さらには、真摯に仕事をしている人間のことを、頭が固い、融通がきかないとバカにして吹聴して回る。一見正論に見えるが大きな間違いである。
嫌われても注意すべき人には注意する! 恨まれてもダメなものはダメとはっきりいう。
一貫してブレない強さを持つのが難しい時代になってきている。
三菱自動車、三菱ふそう、雪印乳業、東横インとアパホテル、パロマ、不二家、関西電力、シュレッダー・メーカー、耐震強度偽装事件に関与した企業・・・ 例をあげればきりないが、「いけいけドンドン主義」で売上優先・利益優先というベネフィット面ばっかりを考え法的・倫理的リスク面を考えなかったツケがでてきているのである。
利益優先によって、一番大切な「社会的信頼・行政や国民に対する信頼」を失ったのである。計り知れない損失である。

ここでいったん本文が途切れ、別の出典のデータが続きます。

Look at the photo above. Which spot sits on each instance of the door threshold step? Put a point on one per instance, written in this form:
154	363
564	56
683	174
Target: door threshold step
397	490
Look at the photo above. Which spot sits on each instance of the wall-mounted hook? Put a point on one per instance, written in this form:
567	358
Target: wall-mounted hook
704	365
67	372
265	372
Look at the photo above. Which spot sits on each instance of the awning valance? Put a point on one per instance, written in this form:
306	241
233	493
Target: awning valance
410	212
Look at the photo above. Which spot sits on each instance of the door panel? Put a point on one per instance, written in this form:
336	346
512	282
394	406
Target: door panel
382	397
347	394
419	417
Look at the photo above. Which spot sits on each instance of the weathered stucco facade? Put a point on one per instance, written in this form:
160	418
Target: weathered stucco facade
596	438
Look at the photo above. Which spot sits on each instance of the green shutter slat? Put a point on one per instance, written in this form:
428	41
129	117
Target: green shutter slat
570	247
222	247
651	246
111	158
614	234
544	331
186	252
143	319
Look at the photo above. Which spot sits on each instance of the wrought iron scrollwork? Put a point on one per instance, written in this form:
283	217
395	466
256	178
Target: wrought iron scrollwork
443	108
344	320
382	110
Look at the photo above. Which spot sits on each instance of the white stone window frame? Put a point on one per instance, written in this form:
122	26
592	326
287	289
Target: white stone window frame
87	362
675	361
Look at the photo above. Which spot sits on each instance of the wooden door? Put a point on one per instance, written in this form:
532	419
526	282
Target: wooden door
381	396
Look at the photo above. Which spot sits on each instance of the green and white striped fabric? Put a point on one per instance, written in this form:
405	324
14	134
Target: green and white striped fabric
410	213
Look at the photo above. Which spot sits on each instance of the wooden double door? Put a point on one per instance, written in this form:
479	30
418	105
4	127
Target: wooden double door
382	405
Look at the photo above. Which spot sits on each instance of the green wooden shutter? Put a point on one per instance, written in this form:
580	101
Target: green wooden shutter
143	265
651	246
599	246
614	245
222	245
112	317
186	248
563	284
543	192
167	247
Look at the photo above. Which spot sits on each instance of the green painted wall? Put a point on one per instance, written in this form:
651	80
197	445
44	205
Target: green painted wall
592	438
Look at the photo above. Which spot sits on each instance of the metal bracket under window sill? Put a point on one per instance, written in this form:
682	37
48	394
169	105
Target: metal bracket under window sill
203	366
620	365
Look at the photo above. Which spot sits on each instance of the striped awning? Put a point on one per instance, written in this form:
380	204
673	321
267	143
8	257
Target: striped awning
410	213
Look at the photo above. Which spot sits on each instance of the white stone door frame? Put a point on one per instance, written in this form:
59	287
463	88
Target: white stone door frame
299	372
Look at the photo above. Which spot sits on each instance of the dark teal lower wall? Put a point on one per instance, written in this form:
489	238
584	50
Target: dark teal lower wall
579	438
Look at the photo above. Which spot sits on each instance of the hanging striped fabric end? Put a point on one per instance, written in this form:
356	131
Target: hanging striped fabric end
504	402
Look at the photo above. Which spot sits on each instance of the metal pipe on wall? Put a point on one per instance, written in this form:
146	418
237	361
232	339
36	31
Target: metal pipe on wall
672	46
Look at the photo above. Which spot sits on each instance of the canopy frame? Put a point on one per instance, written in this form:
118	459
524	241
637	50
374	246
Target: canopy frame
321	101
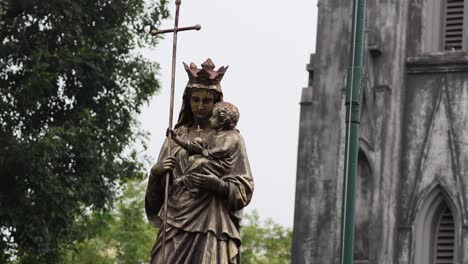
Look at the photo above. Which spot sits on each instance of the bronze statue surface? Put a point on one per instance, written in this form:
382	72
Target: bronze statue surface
210	182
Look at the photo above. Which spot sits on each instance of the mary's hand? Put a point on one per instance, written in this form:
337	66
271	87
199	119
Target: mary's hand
165	165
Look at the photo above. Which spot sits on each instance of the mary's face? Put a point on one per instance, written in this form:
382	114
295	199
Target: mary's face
201	102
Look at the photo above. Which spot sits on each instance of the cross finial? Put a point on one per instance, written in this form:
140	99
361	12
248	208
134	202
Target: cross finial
171	110
198	130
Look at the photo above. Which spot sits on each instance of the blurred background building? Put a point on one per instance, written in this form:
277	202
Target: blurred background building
412	185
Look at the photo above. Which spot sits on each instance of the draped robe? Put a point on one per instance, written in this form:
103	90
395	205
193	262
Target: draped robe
202	228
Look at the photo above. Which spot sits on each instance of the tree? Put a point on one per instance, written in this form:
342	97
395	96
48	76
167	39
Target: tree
121	235
70	88
265	242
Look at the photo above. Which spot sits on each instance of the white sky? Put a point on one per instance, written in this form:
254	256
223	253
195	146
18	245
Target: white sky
266	44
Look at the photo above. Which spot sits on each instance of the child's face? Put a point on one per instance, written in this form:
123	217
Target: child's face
214	119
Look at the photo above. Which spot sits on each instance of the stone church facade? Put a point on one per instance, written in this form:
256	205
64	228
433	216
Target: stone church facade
412	183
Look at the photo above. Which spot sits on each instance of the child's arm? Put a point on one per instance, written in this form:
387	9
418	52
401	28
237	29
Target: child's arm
178	140
221	151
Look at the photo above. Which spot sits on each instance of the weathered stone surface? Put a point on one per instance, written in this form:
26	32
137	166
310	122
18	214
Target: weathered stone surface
414	136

少し前に話題になった『国家の品格』という本の中でも、ダメなものはダメ!ということは理屈抜きにたたきこまなければならないということを言っている。いじめ・暴力・人を傷つけることは理屈抜きにダメなのである。いくら儲かろうがルール無視はダメなのである。
優先席付近で携帯電話を使う人には電源を切るように注意する。道にポイ捨てする人にはゴミ箱に捨てるよう声をかける。夜遅くまで繁華街で遊んでいる子がいれば早く家に帰れと言う。優先席には妊婦やお年寄り、足の不自由な人たちに優先的に坐っていただく。横断歩道で戸惑っているご老人には、すすんで手を差し伸べ、一緒に道路を渡ってゆく。
こんな人間として当たり前のことをすることが恥ずかしく思い切りがいる・・・
嫌なことは言わない。照れるから黙っている・・・そうなってしまった現代を私は怖いと思う。